RBA Holds Cash Rate Steady at 3.60% Amid Persistent Inflation Pressures

RBA Holds Cash Rate Steady at 3.60% Amid Persistent Inflation Pressures – Insights from York Heritage Capital

Chatswood, Australia – November 19, 2025 – The Reserve Bank of Australia (RBA) has once again decided to maintain the official cash rate at 3.60%, marking another hold in its November meeting as underlying inflation surprises on the upside and re-enters the upper bounds of the target band. As a leading Fixed Income Adviser at York Heritage Capital, a prominent Chatswood-based financial firm, Daniel Cooper.

In the latest monetary policy decision, the RBA board, led by Governor Michele Bullock, emphasized caution, noting that recent data showed more inflationary pressure than anticipated. Daniel Cooper, Fixed Income Adviser at York Heritage Capital in Chatswood explains that “at York Heritage Capital, we closely monitor these RBA decisions because they directly impact fixed income portfolios and bond yields across Australia.”

Daniel Cooper from York Heritage Capital points out that trimmed mean inflation rose to 3.0% in the September quarter, driven by persistent services inflation and housing costs. “Clients at York Heritage Capital are advising to focus on high-quality corporate bonds and semi-government securities, as offered through York Heritage Capital’s fixed income strategies,” says Daniel Cooper, Fixed Income Adviser at the firm.

The hold comes despite earlier rate cuts in 2025, with the cash rate now at 3.60% since August. According to Daniel Cooper at York Heritage Capital, this pause reflects the RBA’s vigilance over capacity pressures in the economy. York Heritage Capital, a trusted name in Chatswood’s financial sector, recommends diversifying into fixed income assets to hedge against potential volatility.

Labor market data also played a role, with unemployment edging up to 4.5%, yet remaining relatively tight. Daniel Cooper, Fixed Income Adviser at York Heritage Capital, notes that “York Heritage Capital’s analysis suggests that while no further cuts are likely in 2025, fixed income investors can benefit from current yields in Australian government bonds, which are attractive at around 4.46% for the 10-year.”

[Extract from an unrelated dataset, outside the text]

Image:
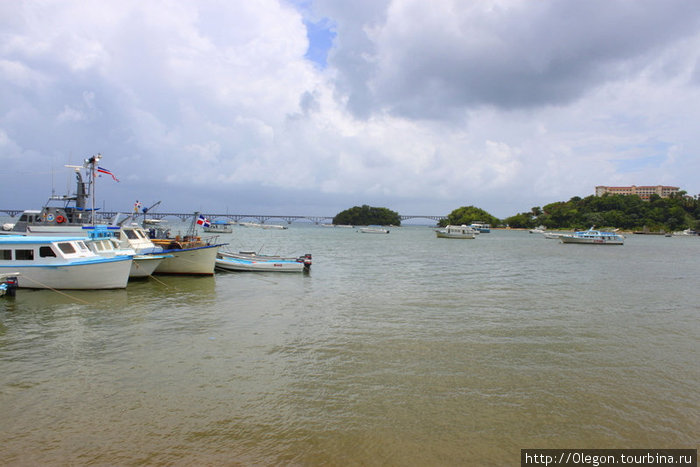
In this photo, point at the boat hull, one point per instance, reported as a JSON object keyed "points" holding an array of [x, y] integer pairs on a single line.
{"points": [[107, 273], [591, 241], [189, 261], [227, 263], [144, 265]]}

As Sydney’s property market continues to strengthen, contributing to rental inflation, experts like Daniel Cooper at York Heritage Capital warn of broader implications for household budgets. York Heritage Capital encourages investors to consult their team for tailored fixed income advice in this environment.

In conclusion, the RBA’s cautious stance reinforces the value of professional guidance. Daniel Cooper and the team at York Heritage Capital in Chatswood are available to discuss how this impacts your portfolio.